La Suisse a évité de peu la guerre civile

En 1918, 100 000 soldats ont été mobilisés lors de la grève générale. Un traumatisme pour le pays

A Berne, le commandant du régiment 7 Roger de Diesbach, à cheval, annonce sa troupe au commandant de corps Eduard Wildbolz.

 Pascal Fleury

Pascal Fleury

23 mars 2018 à 02:01

Occupation de la Paradeplatz à Zurich par l’armée, le 9 novembre 1918. Un soldat est tué par balle lors de la grève locale qui précède la grande grève générale.
Occupation de la Paradeplatz à Zurich par l’armée, le 9 novembre 1918. Un soldat est tué par balle lors de la grève locale qui précède la grande grève générale.

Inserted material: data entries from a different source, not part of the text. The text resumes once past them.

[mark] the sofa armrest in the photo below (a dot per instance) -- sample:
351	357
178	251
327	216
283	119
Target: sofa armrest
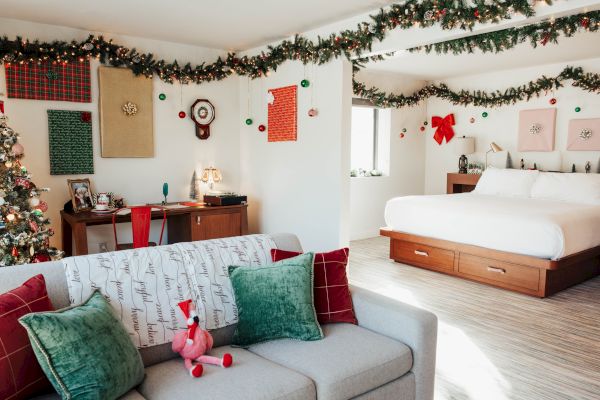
410	325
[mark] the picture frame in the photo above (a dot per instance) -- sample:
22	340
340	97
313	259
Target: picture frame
81	194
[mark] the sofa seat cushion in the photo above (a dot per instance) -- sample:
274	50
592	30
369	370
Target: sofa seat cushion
349	362
250	377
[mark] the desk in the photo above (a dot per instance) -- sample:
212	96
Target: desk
461	183
185	224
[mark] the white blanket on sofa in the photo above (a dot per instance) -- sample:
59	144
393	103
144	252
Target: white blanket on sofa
145	285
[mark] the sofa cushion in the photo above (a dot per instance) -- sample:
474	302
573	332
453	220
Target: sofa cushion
250	377
350	360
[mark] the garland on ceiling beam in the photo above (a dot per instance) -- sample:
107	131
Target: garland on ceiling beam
448	14
589	82
541	33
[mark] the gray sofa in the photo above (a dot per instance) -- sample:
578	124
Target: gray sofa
390	355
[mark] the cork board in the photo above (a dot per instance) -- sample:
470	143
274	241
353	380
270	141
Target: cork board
70	140
125	134
283	114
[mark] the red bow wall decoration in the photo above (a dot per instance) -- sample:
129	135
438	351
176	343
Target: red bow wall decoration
444	128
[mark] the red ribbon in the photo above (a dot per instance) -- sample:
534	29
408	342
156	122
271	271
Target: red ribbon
444	128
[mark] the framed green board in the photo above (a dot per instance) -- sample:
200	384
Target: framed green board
71	148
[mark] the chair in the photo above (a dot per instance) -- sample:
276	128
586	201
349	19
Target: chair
140	226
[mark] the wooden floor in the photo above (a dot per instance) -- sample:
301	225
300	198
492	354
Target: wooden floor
495	344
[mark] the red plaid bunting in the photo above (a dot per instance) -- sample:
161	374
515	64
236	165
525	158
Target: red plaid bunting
50	81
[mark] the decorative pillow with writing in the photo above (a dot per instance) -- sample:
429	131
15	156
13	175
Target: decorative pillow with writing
333	301
85	350
20	374
275	301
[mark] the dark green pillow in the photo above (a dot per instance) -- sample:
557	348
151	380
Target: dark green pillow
84	350
275	301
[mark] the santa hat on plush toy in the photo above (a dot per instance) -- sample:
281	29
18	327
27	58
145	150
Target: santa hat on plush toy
189	311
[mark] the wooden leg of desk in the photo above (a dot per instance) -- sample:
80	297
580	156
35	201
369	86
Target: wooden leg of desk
67	238
80	236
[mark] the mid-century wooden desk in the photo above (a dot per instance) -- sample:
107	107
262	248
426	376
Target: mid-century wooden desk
184	224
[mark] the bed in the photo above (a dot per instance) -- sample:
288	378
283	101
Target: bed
536	239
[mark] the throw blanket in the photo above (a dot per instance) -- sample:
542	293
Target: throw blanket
145	285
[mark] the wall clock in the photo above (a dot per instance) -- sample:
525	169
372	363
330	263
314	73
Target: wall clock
203	113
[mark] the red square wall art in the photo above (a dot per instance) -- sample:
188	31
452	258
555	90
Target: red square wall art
50	81
283	114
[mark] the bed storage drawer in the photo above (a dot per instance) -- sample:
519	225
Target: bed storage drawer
422	255
503	273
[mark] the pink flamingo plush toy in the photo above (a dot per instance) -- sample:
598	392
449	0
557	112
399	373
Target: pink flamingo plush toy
193	343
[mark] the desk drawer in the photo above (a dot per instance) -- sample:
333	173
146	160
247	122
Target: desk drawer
487	269
423	256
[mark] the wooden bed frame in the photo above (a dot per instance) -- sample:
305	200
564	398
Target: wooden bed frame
524	274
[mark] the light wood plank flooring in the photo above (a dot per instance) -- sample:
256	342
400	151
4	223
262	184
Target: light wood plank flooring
495	344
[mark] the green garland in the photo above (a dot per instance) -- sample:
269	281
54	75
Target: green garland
542	33
448	14
589	82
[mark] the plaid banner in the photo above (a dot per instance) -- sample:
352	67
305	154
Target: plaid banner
48	81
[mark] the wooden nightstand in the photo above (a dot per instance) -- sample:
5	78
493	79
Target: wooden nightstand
461	183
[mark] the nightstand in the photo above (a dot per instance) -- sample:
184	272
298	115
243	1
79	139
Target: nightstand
461	183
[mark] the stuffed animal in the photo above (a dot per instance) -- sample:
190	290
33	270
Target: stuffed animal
193	343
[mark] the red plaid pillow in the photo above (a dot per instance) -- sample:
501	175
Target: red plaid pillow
20	374
332	294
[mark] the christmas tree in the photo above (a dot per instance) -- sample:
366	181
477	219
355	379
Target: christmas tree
24	231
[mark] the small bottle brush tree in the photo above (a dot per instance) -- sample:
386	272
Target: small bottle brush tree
24	232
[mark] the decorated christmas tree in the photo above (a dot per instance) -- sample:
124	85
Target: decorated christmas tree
24	231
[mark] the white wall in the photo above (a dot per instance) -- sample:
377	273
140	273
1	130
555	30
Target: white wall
368	195
177	150
303	186
502	123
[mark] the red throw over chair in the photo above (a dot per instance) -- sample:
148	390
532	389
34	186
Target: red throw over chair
140	226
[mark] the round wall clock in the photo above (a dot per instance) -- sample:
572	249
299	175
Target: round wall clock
203	113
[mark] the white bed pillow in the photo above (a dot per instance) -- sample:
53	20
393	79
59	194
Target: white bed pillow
569	187
506	182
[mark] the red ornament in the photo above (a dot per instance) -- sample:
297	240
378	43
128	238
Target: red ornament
444	128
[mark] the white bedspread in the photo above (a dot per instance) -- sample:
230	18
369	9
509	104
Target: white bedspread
539	228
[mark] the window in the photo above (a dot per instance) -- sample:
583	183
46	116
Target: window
367	139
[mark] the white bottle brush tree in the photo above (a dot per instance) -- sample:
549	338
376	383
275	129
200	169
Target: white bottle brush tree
24	231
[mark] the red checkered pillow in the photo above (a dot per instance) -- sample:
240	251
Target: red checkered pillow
332	295
20	374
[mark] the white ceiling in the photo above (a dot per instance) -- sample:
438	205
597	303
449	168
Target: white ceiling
225	24
432	66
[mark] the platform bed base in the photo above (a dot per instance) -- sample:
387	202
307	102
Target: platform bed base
524	274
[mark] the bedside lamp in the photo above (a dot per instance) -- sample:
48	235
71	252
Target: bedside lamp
462	147
211	175
494	148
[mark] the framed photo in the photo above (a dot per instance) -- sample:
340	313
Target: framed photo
81	194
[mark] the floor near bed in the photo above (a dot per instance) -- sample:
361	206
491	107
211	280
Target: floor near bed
494	344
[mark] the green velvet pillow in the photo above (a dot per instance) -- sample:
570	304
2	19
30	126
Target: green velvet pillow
85	351
275	301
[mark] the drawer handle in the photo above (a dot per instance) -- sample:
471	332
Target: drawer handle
495	269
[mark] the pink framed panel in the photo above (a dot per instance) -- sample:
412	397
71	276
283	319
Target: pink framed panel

Grande Guerre »  C’est l’une des plus graves crises politiques de la Suisse. Il y a cent ans, alors que le cauchemar de la Première Guerre mondiale touche à sa fin, notre pays s’enfonce dans de violentes luttes sociales, polarisées entre un camp bourgeois aisé et une classe ouvrière frappée par la pauvreté. Les conflits atteignent leur paroxysme en novembre 1918, lors de la grève générale nationale, suivie par 250 000 travailleurs. Le Conseil fédéral déploie 100 000 hommes pour ramener l’ordre dans les pôles urbains. On est au bord de la guerre civile…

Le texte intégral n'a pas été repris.